Similar research has been core to work at UBC’s Department of Psychology where a recent study showed that being in a green environment promotes green behaviour. By creating an atmosphere where sustainability is built into the Games, the evidence suggests athletes and spectators should act more sustainably.
Visitors to campus will see a bike-share program, water filling stations for reusable bottles, composting, recycling and waste stations, and mostly local food carefully packaged to minimize waste. These efforts are part of reducing the overall environmental footprint of the Games.

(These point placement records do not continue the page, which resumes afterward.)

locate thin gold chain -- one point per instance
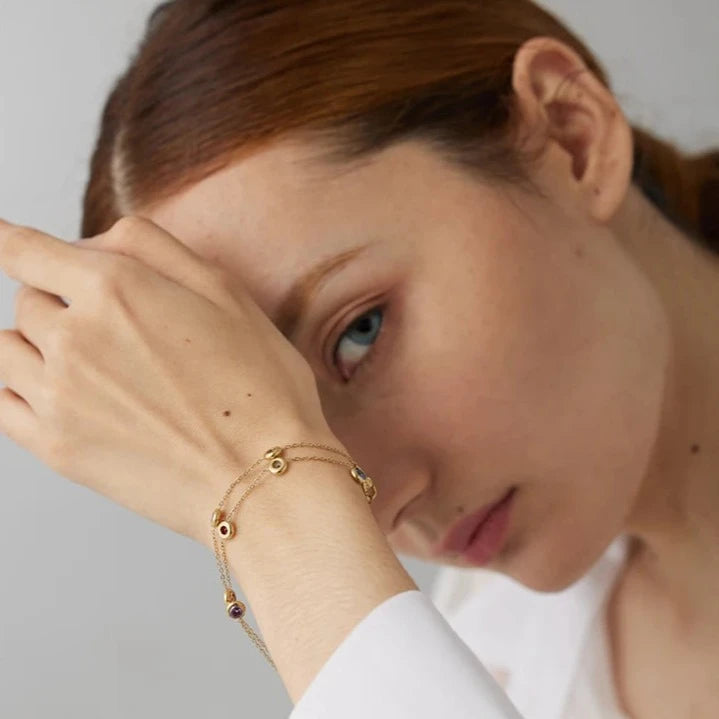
(234, 608)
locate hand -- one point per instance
(160, 380)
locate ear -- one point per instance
(563, 105)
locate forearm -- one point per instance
(312, 563)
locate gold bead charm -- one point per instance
(226, 530)
(278, 465)
(236, 610)
(365, 481)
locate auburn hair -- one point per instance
(213, 80)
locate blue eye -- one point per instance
(356, 342)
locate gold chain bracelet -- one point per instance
(223, 529)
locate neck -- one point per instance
(674, 523)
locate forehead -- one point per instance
(273, 215)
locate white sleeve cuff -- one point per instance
(404, 661)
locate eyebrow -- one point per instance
(293, 308)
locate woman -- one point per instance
(424, 234)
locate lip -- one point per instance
(457, 538)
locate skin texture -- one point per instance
(506, 356)
(560, 342)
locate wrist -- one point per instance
(223, 472)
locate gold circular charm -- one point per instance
(370, 491)
(226, 530)
(278, 465)
(236, 610)
(358, 474)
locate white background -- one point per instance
(102, 613)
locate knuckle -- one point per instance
(21, 298)
(60, 342)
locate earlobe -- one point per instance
(561, 102)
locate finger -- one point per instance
(36, 314)
(143, 240)
(17, 420)
(43, 261)
(22, 368)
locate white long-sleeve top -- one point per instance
(482, 646)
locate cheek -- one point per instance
(567, 391)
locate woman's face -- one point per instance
(486, 338)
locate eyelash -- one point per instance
(371, 354)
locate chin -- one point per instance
(555, 564)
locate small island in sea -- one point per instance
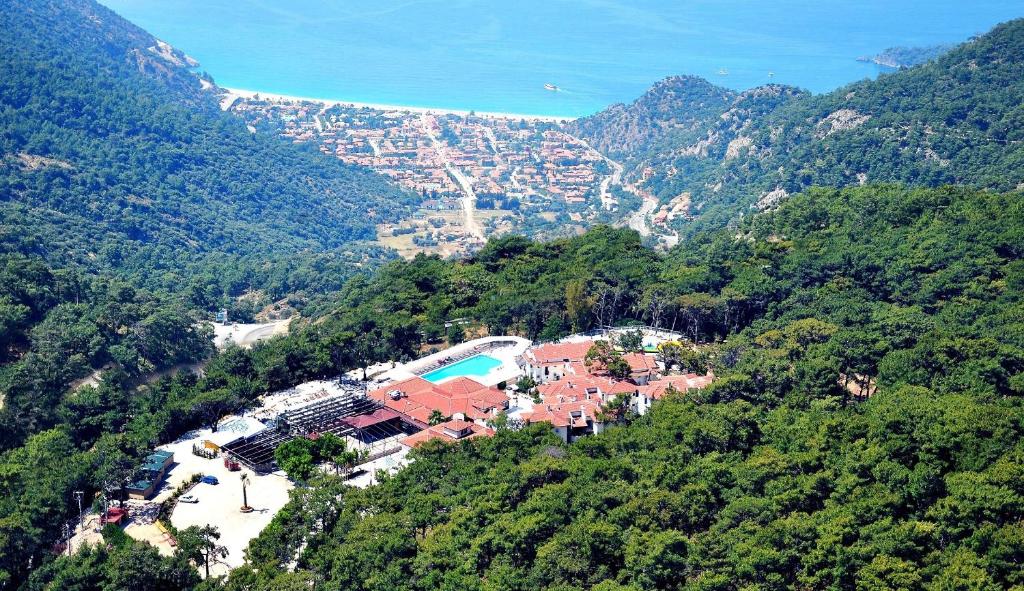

A green blueprint for sporting events
Dolf, who is also a PhD candidate in UBC’s School of Kinesiology and working for the Centre for Sport and Sustainability, will use the Games to conduct the first environmental life-cycle assessment of a multi-sport event, which will measure the entire environmental impact of the Games, helping organizers reduce impacts and inspire change at future events.
The Games are also aiming to comply with a new Canadian standard for sustainability event organization. Dolf is a technical committee member of this standard and, in partnership with the Vancouver Organizing Committee for the 2010 Olympic and Paralympic Winter Games, co-authored the Sustainable Sport and Event Toolkit which led to the standards creation. The UBC Centre for Sport and Sustainability has taken up much of this legacy by capturing and transferring knowledge on how events can foster human and ecological wellbeing.
“Events have a unique ability to bring people together around a common cause but do we understand where these events can best leverage change?” asks Dolf. “The assessment allows us to put a number on our impact on air quality or carbon emissions so we can prioritize our efforts to reduce our footprint.”